現役最終年は防御率2.91。大野豊は最後まで戦力として勝ち試合に貢献しながら、マウンドを降りた


軟式からテスト入団、1年目は防御率135.00


 実績を残したプロ野球選手が自ら引退を決意するとき、大きく分けて二つのパターンがある。一つは肉体を限界まで酷使し、刀折れ矢尽きて引退するというもの。さしずめ野村克也がその代表例ということになろうか。もう一つは余力を残して鮮やかに現役を去るというもの。その例として、広島のサウスポー・大野豊の名前を挙げることに異論がある人は、恐らくいないだろう。
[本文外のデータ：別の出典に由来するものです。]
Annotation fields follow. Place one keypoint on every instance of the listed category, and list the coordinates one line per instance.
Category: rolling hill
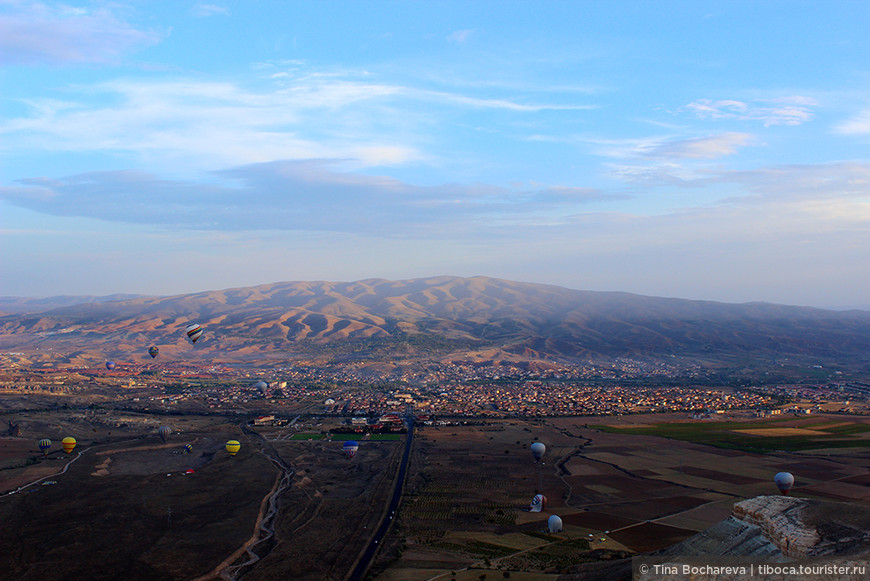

 135.00。1977年、出雲市信用組合(軟式)からテストで入団した大野の、その年の防御率である。9月4日の阪神戦(広島)でプロ初登板した22歳の大野は、わずか一死を取っただけで満塁弾を含む5安打を浴び、5失点を喫した。この年の登板はその1試合だけ。ここまで最悪なスタートを切った投手も稀(まれ)であろう。大野自身「ここでプロは終わった」と思ったという。そんな大野に2本の電話があった。1本目は広島入団にあたり世話になった山本一義打撃コーチからだった。「早めに物事を考えて自殺するなよ」と山本は言った。2本目は大野を一人で育ててくれた母からだった。